Дело в том, что Мерсо надеется на нечто вполне определённое: помилование для себя. При этом он ведёт себя так, будто не надеется ни на что. Риэ, в сущности, ни на что не надеется: даже среди всеобщего ликования он помнит, что микробы чумы живы и ждут своего часа. При этом он ведёт себя так, будто надежда есть – и не для него одного, но для всех. Мерсо положен реальностью на обе лопатки, даже не осознав, что борьба началась; всё, чего он может хотеть от людей, – вызвать их симпатию или их ненависть, не понимая природы ни того, ни другого. Риэ многое знает о реальности – и в том числе то, что познать её невозможно, – но от людей ему, по большому счёту, не надобно даже благодарности: он сам по себе, но ничто не может сделать его посторонним. «Судя по всему, другой человек всегда остаётся для нас непознанным, в нём всегда есть нечто не сводимое к нашему познанию, ускользающее от него. Но практически я знаю людей и признаю их таковыми по поведению, совокупности их действий, по тем следствиям, которые порождаются в жизни их поступками», – пишет Камю. Мерсо убил человека – не важно, насколько осознанно – это следствие его жизни. Риэ, вероятно, спас многих (хотя как раз таких подсчётов не вёл) – и это тоже следствие.

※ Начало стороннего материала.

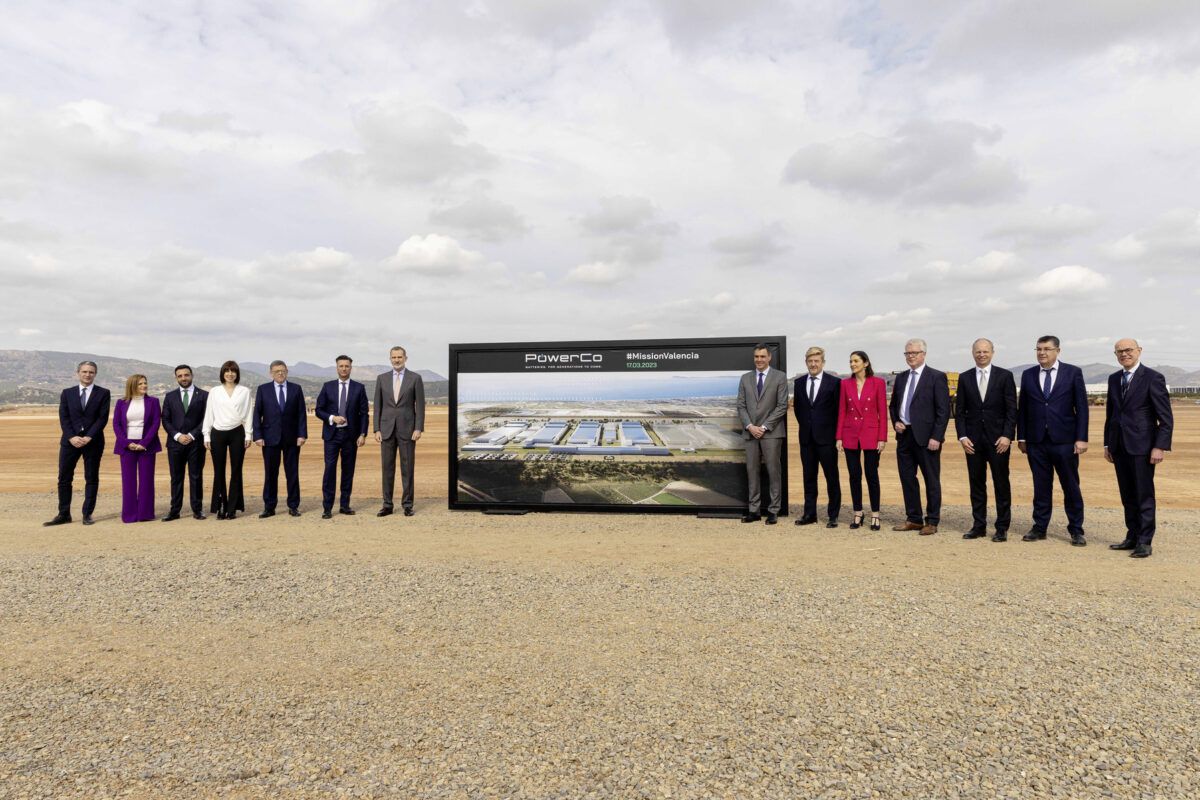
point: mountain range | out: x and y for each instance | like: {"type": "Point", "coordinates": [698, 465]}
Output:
{"type": "Point", "coordinates": [40, 376]}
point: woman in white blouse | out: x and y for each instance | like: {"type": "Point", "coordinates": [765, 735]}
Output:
{"type": "Point", "coordinates": [227, 426]}
{"type": "Point", "coordinates": [136, 423]}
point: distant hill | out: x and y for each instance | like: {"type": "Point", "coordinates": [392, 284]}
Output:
{"type": "Point", "coordinates": [40, 376]}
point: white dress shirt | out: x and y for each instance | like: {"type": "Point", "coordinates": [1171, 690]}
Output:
{"type": "Point", "coordinates": [226, 413]}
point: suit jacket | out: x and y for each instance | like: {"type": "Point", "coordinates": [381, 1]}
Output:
{"type": "Point", "coordinates": [400, 417]}
{"type": "Point", "coordinates": [817, 420]}
{"type": "Point", "coordinates": [150, 426]}
{"type": "Point", "coordinates": [862, 423]}
{"type": "Point", "coordinates": [769, 410]}
{"type": "Point", "coordinates": [357, 408]}
{"type": "Point", "coordinates": [1143, 420]}
{"type": "Point", "coordinates": [174, 420]}
{"type": "Point", "coordinates": [280, 428]}
{"type": "Point", "coordinates": [985, 419]}
{"type": "Point", "coordinates": [78, 421]}
{"type": "Point", "coordinates": [1060, 419]}
{"type": "Point", "coordinates": [929, 410]}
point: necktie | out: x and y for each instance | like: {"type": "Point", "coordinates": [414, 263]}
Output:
{"type": "Point", "coordinates": [907, 396]}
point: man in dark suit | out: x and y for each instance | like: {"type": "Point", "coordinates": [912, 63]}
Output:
{"type": "Point", "coordinates": [985, 421]}
{"type": "Point", "coordinates": [1051, 431]}
{"type": "Point", "coordinates": [919, 411]}
{"type": "Point", "coordinates": [1138, 425]}
{"type": "Point", "coordinates": [83, 414]}
{"type": "Point", "coordinates": [183, 419]}
{"type": "Point", "coordinates": [762, 410]}
{"type": "Point", "coordinates": [342, 407]}
{"type": "Point", "coordinates": [281, 427]}
{"type": "Point", "coordinates": [399, 422]}
{"type": "Point", "coordinates": [815, 403]}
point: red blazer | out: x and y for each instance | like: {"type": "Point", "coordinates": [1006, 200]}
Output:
{"type": "Point", "coordinates": [149, 427]}
{"type": "Point", "coordinates": [863, 421]}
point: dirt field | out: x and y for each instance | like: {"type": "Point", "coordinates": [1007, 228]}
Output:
{"type": "Point", "coordinates": [29, 463]}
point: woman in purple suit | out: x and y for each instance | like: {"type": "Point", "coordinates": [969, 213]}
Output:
{"type": "Point", "coordinates": [136, 423]}
{"type": "Point", "coordinates": [863, 432]}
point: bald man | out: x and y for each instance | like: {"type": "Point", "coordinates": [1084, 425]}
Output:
{"type": "Point", "coordinates": [1138, 425]}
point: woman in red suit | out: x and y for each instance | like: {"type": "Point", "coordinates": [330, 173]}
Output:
{"type": "Point", "coordinates": [136, 423]}
{"type": "Point", "coordinates": [863, 428]}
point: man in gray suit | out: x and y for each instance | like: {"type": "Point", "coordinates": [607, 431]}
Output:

Был ли Камю «совестью Запада»? Вопрос этот бессмыслен. Он был человеком, проделавшим для Запада – в привычной Западу суховатой, алгоритмической манере – работу Достоевского. Он нырнул «до дна», удостоверил, что оно есть, и что ограниченность человеческого существования – не главное. «Есть больше оснований восхищаться людьми, чем презирать их» – итог «Чумы». Приятно? Приятно, чёрт побери, даже с учётом того, что и презирать, и восхищаться будут сами люди, кои несовершенны. Но, во всяком случае, разница признана существующей. А значит, Сизифу снова пришла пора бороться за вершину.